Recently, I was presented with the prospect of automatic enrollment into binding arbitration. Long, long story short, I was greatly displeased with the prospect. I even took steps to avoid it thinking that was the end of the matter. Things changed last night.
I was out somewhere and ran into someone from the past. A person who I greatly respect and who played an important part in my life a few years ago. I spoke to him about this subject. It was a timely conversation because he faces the same situation. Briefly, we spoke about it and something in his response gave me pause to consider. He had to leave to address a matter. I left the place where we had met and sat in a Taco Bell to eat and think on the encounter.
While I was eating, I was reading through the manual of a mobile hotspot I had picked up. My previous hotspot I really enjoyed but the service was unworkable in the city I found myself in. Reading the manual, the service provider stated that I would be automatically enrolled in binding arbitration per the terms of the service. I was shocked.
Life in the Modern World Implies Arbitration
I pondered this situation. Just the very act of getting cellular service, cellular calling, and cellular Internet removes from you a legal right you had since birth. These communication methods have become fundamental to getting work, contacting folks in an emergency, interacting with government services, and handling a range of matters of importance before we even touch entertainment, social media, and the like. You cannot escape arbitration.
Looking for Another Choice
The automatic arbitration in the mobile service agreement (prepaid, no-contract at that) bothered me. Then, I decided to go back to the store and get a different device that didn’t have this legal feature. Not a single one that I looked at from major providers came without binding arbitration. I then realized that both the previous devices I had used, a mobile hotspot and a flip phone, subjected me to arbitration without my consent. I could not avoid it. I was in it.
Reconsidering Arbitration Avoidance
I was 100% prepared in that other situation I spoke about in the beginning to make a decision to avert waiving rights I had under the US Constitution. Rights that I was born with. Unfortunately, my continued participation in modern life has made that impossible. Now, it would be hypocritical of me to act any different from my peers who decided that being governed under mandatory, binding arbitration was not a big deal.

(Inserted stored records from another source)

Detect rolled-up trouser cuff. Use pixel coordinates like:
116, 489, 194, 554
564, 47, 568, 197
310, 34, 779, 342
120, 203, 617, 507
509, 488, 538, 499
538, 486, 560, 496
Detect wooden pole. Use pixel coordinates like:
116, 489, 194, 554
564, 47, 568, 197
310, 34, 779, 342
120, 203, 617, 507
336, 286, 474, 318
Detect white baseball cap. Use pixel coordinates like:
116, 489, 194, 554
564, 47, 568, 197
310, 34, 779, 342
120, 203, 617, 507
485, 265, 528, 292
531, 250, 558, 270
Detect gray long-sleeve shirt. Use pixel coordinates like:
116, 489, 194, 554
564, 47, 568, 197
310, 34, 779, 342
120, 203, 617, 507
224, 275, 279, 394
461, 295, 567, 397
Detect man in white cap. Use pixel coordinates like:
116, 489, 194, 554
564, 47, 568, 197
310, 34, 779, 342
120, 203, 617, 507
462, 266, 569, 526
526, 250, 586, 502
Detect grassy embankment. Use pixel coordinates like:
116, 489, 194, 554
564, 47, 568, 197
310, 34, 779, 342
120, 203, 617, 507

Arbitration is a Fact of Life
A new realization has taken hold in my mind. I was raised in the Southern US many years ago to see my life as defined by the Bill of Rights and the US Constitution. To view citizenship in the traditional patriotic way of being free, having rights, and a government that ensures they are upheld. Loopholes were discovered in that social contract and the reality of citizenship is shifting in a direction that is not what it was. Those of us raised to see things differently, will simply have to adjust and move forward.
This matter changes people’s relationship with institutions. It changes what it means to be a participant in civil society. The list goes on. No, it doesn’t seem that way at first, but if the US Constitution is truly a guide for society, waiving your rights means that your standing in society does change. One day, that could be very important.